(no title)
acka
|
4 months ago
I believe the XZ compromise partly stemmed from including binary files in what should have remained a source-only project. From what I remember, well-run projects such as those of the GNU project have always required that all binaries—whether executables or embedded data such as test files—be built directly from source, compiling a purpose-built DSL if necessary. This ensures transparency and reproducibility, both of which might have helped catch the issue earlier.
dijit|4 months ago
The issue for xz was that the build system was not hermetic (and sufficiently audited).
Hermitic build environments that can’t fetch random assets are a pain to maintain in this era, but are pretty crucial in stopping an attack of this kind. The other way is reproducible binaries, which is also very difficult.
EDIT: Well either I responded to the wrong comment or this comment was entirely changed. I was replying to a comment that said. “The issue was that people used pre-built binaries” which is materially different to what the parent now says, though they rhyme.
jacquesm|4 months ago
mananaysiempre|4 months ago
(The ostensibly autotools-built files in the tarball did not correspond to the source repository, admittedly, but that’s another question, and I’m of two minds about that one. I know that’s not a popular take, but I believe Autotools has a point with its approach to source distributions.)
acka|4 months ago
1oooqooq|4 months ago
the exploit used the only solution for this problem: binary test payload. there's no other way to do it.

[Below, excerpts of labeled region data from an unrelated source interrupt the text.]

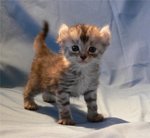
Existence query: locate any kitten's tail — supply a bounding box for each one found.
[33,21,49,53]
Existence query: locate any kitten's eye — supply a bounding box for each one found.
[72,45,79,52]
[89,47,96,53]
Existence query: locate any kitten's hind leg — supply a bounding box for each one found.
[43,91,56,103]
[56,91,75,125]
[23,83,39,110]
[84,90,104,122]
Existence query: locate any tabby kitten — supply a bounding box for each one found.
[24,22,110,125]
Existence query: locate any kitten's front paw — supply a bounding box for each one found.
[87,114,104,122]
[24,101,38,110]
[57,119,75,126]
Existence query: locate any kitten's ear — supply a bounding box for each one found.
[57,24,69,44]
[100,25,111,46]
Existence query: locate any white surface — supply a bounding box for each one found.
[0,0,150,138]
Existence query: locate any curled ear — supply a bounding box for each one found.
[100,25,111,46]
[57,24,69,43]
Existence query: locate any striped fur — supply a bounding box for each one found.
[24,23,110,125]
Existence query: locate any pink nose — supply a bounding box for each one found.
[80,55,87,60]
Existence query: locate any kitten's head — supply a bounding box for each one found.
[57,24,111,65]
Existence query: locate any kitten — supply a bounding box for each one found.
[24,22,110,125]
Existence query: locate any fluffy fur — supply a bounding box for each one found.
[24,22,110,125]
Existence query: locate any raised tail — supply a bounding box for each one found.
[33,21,49,53]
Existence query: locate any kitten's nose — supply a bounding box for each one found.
[80,55,87,60]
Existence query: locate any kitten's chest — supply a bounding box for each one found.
[71,69,96,96]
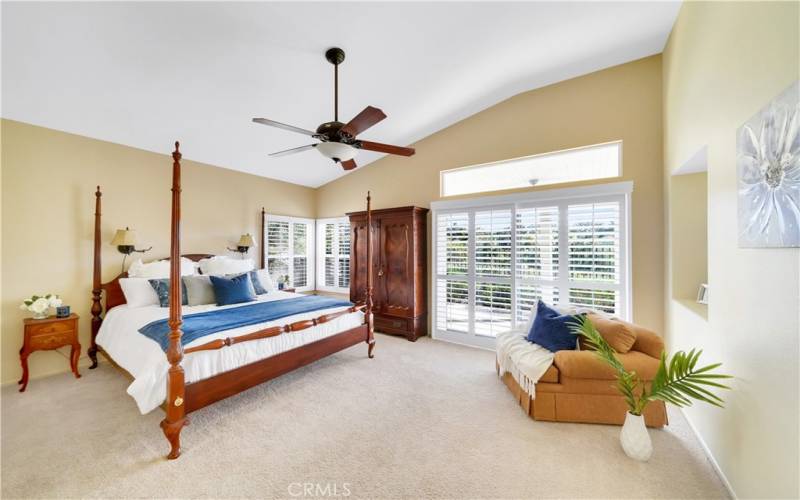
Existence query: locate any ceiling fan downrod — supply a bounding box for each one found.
[325,47,344,122]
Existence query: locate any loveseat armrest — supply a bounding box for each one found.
[553,351,658,381]
[631,324,664,359]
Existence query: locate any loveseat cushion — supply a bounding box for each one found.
[581,314,636,354]
[539,364,558,384]
[553,351,658,381]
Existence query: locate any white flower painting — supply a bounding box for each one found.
[736,82,800,247]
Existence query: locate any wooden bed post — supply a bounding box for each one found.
[364,191,375,358]
[88,186,103,370]
[261,207,267,269]
[161,142,189,459]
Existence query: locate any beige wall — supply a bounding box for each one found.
[317,56,664,331]
[663,2,800,498]
[0,120,315,382]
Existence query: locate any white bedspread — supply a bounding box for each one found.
[496,330,554,398]
[97,291,364,414]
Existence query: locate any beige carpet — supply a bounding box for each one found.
[2,335,726,498]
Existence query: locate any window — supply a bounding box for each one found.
[317,217,350,293]
[440,142,622,196]
[432,182,632,348]
[263,215,315,292]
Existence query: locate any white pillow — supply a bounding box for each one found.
[256,269,275,292]
[128,257,197,279]
[200,255,255,276]
[119,278,158,307]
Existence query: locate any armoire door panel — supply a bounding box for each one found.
[350,219,380,304]
[347,207,427,340]
[379,217,414,316]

maybe including the source to those versions and all the build stuff to then create them programmatically... or maybe even a second repo that generates signed payloads etc... but its all overkill and would have failed human attention as the attack proved to begin with.
huflungdung|4 months ago
Ideally a test env and a build env should be entirely isolated should the test code some how modify the source. Which in this case it did.